We recently ran the first Rapid Testing Intensive on Orcas Island. One of the outcomes of this, as I have promised, is a public test report on what happened. This is my report report. I am reporting on my reporting…

What was the “Rapid Testing Intensive”?

Oh, it was just the most realistic and ambitious test training event ever. Sorry if you missed it. We (17 testers onsite and nearly ninety online) tested a part of eBay for four solid days, finding many important bugs. But it was more about training and coaching than bug finding.

Where am I with this report?

I am actually creating several reports. One is a report about our process. This is meant for people curious about Rapid Testing methodology, and in it I will contrast what we did with the “traditional” approach. I will also create a report for our primary client, eBay, whose software we tested.
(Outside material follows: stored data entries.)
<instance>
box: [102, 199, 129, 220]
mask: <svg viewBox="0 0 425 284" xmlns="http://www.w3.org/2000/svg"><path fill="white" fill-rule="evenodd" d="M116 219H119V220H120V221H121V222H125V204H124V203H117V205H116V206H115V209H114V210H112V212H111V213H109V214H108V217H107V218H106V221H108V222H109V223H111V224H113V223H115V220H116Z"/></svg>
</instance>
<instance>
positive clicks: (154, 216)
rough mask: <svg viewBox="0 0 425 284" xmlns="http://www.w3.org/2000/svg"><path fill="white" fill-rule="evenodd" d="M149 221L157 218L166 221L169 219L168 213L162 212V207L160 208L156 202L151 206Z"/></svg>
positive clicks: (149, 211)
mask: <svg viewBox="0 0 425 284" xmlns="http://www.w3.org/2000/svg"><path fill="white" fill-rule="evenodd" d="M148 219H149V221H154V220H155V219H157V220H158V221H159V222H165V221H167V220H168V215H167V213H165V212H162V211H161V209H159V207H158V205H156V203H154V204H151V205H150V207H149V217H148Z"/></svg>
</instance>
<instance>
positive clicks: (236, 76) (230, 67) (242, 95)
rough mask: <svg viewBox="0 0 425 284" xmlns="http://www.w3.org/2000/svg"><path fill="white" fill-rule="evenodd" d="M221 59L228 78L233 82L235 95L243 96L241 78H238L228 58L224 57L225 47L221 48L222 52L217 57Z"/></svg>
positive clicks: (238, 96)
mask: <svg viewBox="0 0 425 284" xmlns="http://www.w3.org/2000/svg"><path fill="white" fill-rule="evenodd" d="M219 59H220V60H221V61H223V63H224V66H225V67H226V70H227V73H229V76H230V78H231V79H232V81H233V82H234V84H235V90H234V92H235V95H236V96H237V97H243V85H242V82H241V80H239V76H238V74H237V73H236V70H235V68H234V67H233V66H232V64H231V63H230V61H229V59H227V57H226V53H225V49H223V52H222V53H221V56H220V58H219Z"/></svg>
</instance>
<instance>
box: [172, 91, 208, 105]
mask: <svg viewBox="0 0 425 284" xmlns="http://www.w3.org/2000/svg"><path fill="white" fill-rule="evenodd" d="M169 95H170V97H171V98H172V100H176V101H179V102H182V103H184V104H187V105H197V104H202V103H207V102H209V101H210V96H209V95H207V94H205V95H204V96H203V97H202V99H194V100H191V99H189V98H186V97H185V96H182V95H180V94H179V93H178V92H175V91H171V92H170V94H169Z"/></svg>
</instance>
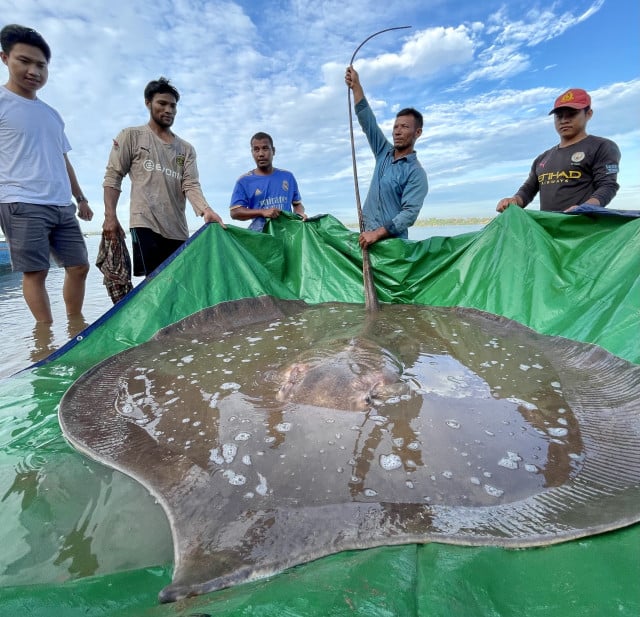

There’s a lot to do and I am plugging away. I just finished the usability testing roll-up report. I’m going through 320+ bug reports now. Here’s my overall todo list:

Analyze HipChat traffic

  • who was talking most?
  • who was being responded to most?
  • when were people talking most?
  • were conversations more social or technical?
  • what proportion of the conversation were people seeking information, and what proportion were people providing information?
  • was HipChat helpful in coordinating a worldwide testing effort?

Analyze bug list

  • Assess bug report quality
  • Reproduce bugs
  • Close duplicates and non-bugs
  • Add labels and categorize according to risk
  • What did eBay know about before we started?
  • What does eBay consider important that we found?

Produce “official” test coverage outline

  • Analyze student TCOs

Produce “official” Risk List

Produce official sequence of events

Describe our test activities

  • Analyze student test session reports

Describe what we did not test

Analyze tools used

Identify outstanding student work

Write report narrative and summary

How “Rapid” is this?

Yeah, this seems like a lot of work and yes it will take a while (I’m working evenings on it while teaching during the day). But this is because it’s a seminar and demonstration project. In a real project, our reporting (other than the bug list itself) is either oral, or expressed in brief written statements. On a normal project, once we get organized (after a few days if it’s a new project) reporting gets pretty easy.